Le pouvoir de l’argent

L’histoire a façonné le destin d’un jeune homme amateur d’art devenu industriel de l’armement qui était aussi un industriel sensible à la beauté du Garçon au gilet rouge de Cézanne ou au Semeur, soleil couchant de Van Gogh, au encore au Champ de coquelicots de Claude Monet.

L’exposition comprend aussi un autoportrait de Rembrandt qui s’est avéré être un faux et un autoportrait de Van Gogh qui s’est avéré être une copie honnête exécutée par une peintre française (Judith Gérard) qui avait pourtant laissé des indices ne laissant aucun doute à l’acheteur. L’amateur aurait tout de suite vu qu’il s’agissait d’un faux, mais pas l’industriel, qui se fait conseiller par des experts mondialement reconnus. Mon expert authentifie que cet autoportrait de Rembrandt est un Rembrandt, une pièce unique au monde, alors je l’achète à n’importe quel prix ! L’argent peut tout et il faut le talent de Shakespeare pour chanter son pouvoir :

« Ce peu d’or suffirait à rendre le noir blanc, c’est lui qui fait remarier la veuve flétrie, celle dont les ulcères dégoûteraient l’hôpital, l’or la parfume et l’embaume et la ramène au mois d’avril. »

Lorsque le pouvoir d’authentification exercé par des experts aveugle à ce point le collectionneur, on est loin de Chtchoukine, ce marchand de tissus de Saint-Pétersbourg qui prenait du plaisir à acheter selon sa propre intuition des jeunes peintres inconnus qui deviendront… Picasso ou Matisse.

Pour conclure sur un mode plus léger, suivons plutôt les conseils de Sylvie Wuhrmann, la directrice de la Fondation de l’Hermitage :

« Il ne faut pas punir les œuvres en raison de leur passé.

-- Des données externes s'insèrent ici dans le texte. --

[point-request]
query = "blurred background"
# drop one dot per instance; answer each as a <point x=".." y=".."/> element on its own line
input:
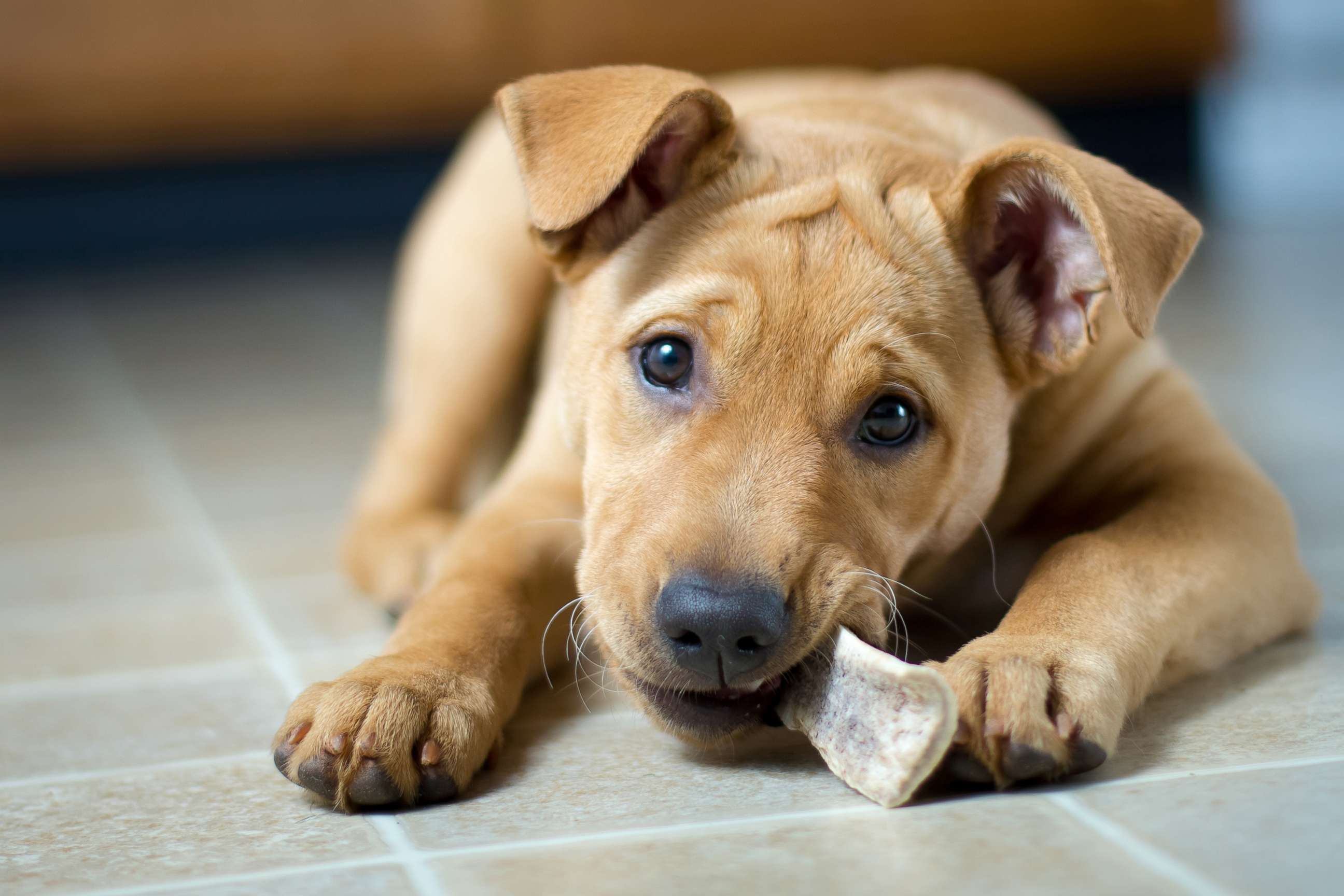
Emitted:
<point x="152" y="128"/>
<point x="201" y="203"/>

Un musée n’est pas un tribunal mais un lieu de mémoire. C’est par conséquent le lieu idéal pour évoquer ces questions. L’institution ne veut rien cacher de l’histoire de la collection. »

Alors d’accord, sans oublier l’origine de la collection, admirons les toiles de Bonnard, Cezanne, Manet, Monet, Corot, Gauguin, Van Gogh. Voir peindre Toulouse-Lautrec le plaisir de l’attente lascive de deux amies allongées sur l’herbe, voir la pointe de Daumier graver la bourgeoisie triomphante du Second Empire, voir Soutine poser sur un drap blanc un couple de poulets écorchés, tout cela fait temporairement oublier le grenier de la maison.